Na Feira do Livro de Frankfurt, defesa da criatividade e críticas às big techs
Representantes do setor editorial protestam contra gigantes de tecnologia e fazem ressalvas sobre o valor da arte produzida por algoritmos
Começou na última terça-feira, 14, e vai até domingo, 19, a Feira do Livro de Frankfurt, na Alemanha, maior e mais tradicional evento do setor editorial no mundo. O tom, mais do que comercial, foi de manifesto. Já nos primeiros discursos, representantes do mercado, escritores e políticos propuseram “resistir” à concentração de poder exercida por grandes corporações de tecnologia na era da inteligência artificial (IA).
Segundo o PublishNews, o debate incide sobre a relevância do próprio evento em meio a rápidas e intensas transformações tecnológicas e suas repercussões sociais.
A principal tese defendida pelos líderes do setor trata da exigência de remuneração adequada a editores e criadores, e da proteção aos respectivos direitos autorais. O ministro da Cultura alemão, Wolfram Weimer, presente no evento, instigou a audiência a monitorar de perto a atuação dos oligopólios de tecnologia que administram as ferramentas digitais.
Ele argumentou que o futuro da IA, baseado na exploração e nivelamento do conteúdo, ameaça desmantelar a potência da criatividade, reduzida a “mineração de dados”.
Weimer criticou as gigantes tecnológicas americanas e chinesas que utilizam, há aproximadamente cinco anos, o conteúdo e as conquistas criativas de terceiros para alimentar seus empreendimentos.

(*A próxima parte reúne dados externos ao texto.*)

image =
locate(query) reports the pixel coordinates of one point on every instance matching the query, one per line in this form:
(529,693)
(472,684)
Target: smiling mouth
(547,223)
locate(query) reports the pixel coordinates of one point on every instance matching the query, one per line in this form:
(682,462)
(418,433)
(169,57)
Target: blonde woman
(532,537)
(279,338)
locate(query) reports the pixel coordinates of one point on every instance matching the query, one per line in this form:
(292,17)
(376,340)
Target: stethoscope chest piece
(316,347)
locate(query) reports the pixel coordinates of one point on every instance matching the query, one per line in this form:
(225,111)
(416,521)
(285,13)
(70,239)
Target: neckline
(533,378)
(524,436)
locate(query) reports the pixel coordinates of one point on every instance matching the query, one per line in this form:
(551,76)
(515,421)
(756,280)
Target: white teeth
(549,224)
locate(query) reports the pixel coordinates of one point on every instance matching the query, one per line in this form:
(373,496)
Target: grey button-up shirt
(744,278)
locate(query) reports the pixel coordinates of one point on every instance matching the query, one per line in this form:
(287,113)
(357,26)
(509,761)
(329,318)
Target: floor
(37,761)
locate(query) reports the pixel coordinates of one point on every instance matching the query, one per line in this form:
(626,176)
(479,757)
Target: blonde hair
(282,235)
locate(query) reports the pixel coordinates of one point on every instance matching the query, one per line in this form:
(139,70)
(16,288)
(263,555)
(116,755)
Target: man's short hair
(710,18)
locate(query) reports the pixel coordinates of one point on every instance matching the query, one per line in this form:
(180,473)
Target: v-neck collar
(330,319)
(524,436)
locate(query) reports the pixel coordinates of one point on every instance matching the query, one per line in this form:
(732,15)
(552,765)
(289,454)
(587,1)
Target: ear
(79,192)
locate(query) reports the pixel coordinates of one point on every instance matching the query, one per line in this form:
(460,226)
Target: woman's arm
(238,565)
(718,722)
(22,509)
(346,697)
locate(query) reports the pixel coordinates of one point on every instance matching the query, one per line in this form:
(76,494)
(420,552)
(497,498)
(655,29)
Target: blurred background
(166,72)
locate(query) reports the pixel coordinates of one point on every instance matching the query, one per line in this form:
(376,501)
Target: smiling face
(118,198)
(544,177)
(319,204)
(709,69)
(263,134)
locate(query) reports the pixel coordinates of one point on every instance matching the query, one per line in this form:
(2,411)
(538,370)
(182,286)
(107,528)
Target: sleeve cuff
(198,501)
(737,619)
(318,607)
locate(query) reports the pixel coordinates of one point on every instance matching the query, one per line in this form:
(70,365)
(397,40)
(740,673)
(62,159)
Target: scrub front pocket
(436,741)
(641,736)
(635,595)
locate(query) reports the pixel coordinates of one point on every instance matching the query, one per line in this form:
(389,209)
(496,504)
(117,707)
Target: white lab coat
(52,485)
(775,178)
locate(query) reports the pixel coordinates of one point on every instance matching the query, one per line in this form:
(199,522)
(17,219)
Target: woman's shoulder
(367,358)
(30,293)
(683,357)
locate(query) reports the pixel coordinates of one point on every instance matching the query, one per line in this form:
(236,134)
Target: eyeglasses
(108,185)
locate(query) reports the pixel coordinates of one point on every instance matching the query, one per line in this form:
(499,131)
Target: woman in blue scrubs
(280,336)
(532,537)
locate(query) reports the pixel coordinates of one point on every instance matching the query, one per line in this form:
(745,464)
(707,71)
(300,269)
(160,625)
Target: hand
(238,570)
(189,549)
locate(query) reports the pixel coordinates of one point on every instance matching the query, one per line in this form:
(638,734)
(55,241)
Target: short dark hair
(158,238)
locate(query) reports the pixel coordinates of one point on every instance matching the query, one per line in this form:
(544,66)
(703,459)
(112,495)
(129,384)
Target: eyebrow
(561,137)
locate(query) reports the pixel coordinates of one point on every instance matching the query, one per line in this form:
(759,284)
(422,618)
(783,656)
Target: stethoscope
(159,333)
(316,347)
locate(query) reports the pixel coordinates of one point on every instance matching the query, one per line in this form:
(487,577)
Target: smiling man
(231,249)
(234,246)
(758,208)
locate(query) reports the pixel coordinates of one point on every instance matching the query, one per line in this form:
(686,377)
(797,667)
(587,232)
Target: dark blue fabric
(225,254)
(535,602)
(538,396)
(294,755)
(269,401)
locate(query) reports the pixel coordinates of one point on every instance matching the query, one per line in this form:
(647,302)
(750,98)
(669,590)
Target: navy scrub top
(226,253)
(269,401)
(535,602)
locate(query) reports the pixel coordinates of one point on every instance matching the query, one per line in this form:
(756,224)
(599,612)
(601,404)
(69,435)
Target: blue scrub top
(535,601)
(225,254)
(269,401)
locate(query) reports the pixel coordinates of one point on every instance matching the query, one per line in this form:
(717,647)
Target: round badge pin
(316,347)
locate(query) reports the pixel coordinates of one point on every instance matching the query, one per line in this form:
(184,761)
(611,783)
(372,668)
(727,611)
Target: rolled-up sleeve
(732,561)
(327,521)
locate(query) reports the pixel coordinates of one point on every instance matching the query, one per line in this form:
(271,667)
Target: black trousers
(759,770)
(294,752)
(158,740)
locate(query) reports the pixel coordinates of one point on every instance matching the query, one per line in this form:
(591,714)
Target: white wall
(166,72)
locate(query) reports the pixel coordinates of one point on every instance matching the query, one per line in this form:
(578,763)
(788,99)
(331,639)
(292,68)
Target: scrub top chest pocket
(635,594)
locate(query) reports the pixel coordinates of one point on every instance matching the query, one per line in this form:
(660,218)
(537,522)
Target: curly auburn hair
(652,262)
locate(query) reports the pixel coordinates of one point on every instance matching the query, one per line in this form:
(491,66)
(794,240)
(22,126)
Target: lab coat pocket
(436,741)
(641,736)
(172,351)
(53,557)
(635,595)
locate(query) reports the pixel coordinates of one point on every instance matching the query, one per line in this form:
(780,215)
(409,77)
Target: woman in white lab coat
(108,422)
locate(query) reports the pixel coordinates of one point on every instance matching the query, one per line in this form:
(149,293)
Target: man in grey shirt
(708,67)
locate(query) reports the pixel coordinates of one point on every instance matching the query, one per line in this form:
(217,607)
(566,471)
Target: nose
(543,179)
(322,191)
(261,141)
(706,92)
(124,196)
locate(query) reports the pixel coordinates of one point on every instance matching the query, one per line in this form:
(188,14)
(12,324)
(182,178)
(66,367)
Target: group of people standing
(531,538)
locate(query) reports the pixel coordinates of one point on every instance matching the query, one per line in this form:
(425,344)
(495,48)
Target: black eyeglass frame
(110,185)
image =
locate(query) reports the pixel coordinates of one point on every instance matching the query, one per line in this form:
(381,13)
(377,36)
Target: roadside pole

Essa apropriação ocorre sem a devida solicitação ou permissão dos autores e editoras.
Para o ministro, essa exploração de “culturas inteiras” configura “um tipo de colonialismo digital que não podemos mais aceitar”. Em resposta, ele defendeu a necessidade de destruir os monopólios empresariais e estabelecer regulações estritas e proteções sólidas aos direitos autorais.
Karin Schmidt-Friderichs, diretora da Associação Alemã de Editores e Livreiros, criticou a vasta concentração de poder. Ela observou que um número reduzido de bilionários seleciona algoritmos sem aderir a regras ou assumir responsabilidade pelo conteúdo que veiculam.
A diretora alertou que a sociedade está vulnerável quando a IA é operada por “oligopólios irresponsáveis”. Ela sublinhou que a inovação tecnológica deve ser orientada pelo princípio do fair play e servir à sociedade, e não o oposto.
Defesa da integridade criativa e conexão global
O diretor da Feira, Juergen Boos, enfatizou a relevância política do encontro global em um contexto de fronteiras sociais e geopolíticas em ascensão. A identidade da Feira está intrinsecamente ligada à sua capacidade de “conectar pessoas de todo o mundo”.
Boos afirmou que a habilidade de estabelecer conexões se tornou uma tarefa política que o evento deve enfrentar com renovada urgência.
A senadora das Filipinas, Loren Legarda, que representou o país convidado de honra, reforçou o poder da palavra. Ela homenageou o herói nacional José Rizal, que residiu em Heidelberg e traduziu obras alemãs, como as de Friedrich Schiller, um proponente da liberdade.
“A imaginação pode ser ameaçadora para tiranos porque fala de liberdade, e para cínicos porque insiste na esperança. (…) É um fogo que queima as diferenças, ilumina os cantos em que a injustiça se esconde. Por meio da nossa extensa programação, nos juntamos aqui para nos perguntar que tipo de imaginação pode surgir do poder das palavras, no maior encontro de ideias e histórias do mundo”, disse a senadora.
Em um gesto inusual, a organização da Feira selecionou a jovem autora alemã Nora Haddada para a coletiva de imprensa, em lugar do esperado Nobel de literatura, o húngaro László Krasznahorkai.
Haddada, autora de Blaue Romanze, defendeu a liberdade de expressão e a integridade dos criadores. Ela falou sobre as crises globais recentes e criticou o “silêncio” do meio editorial. A escritora incitou a coragem e a capacidade de provocação, só possíveis na alta literatura.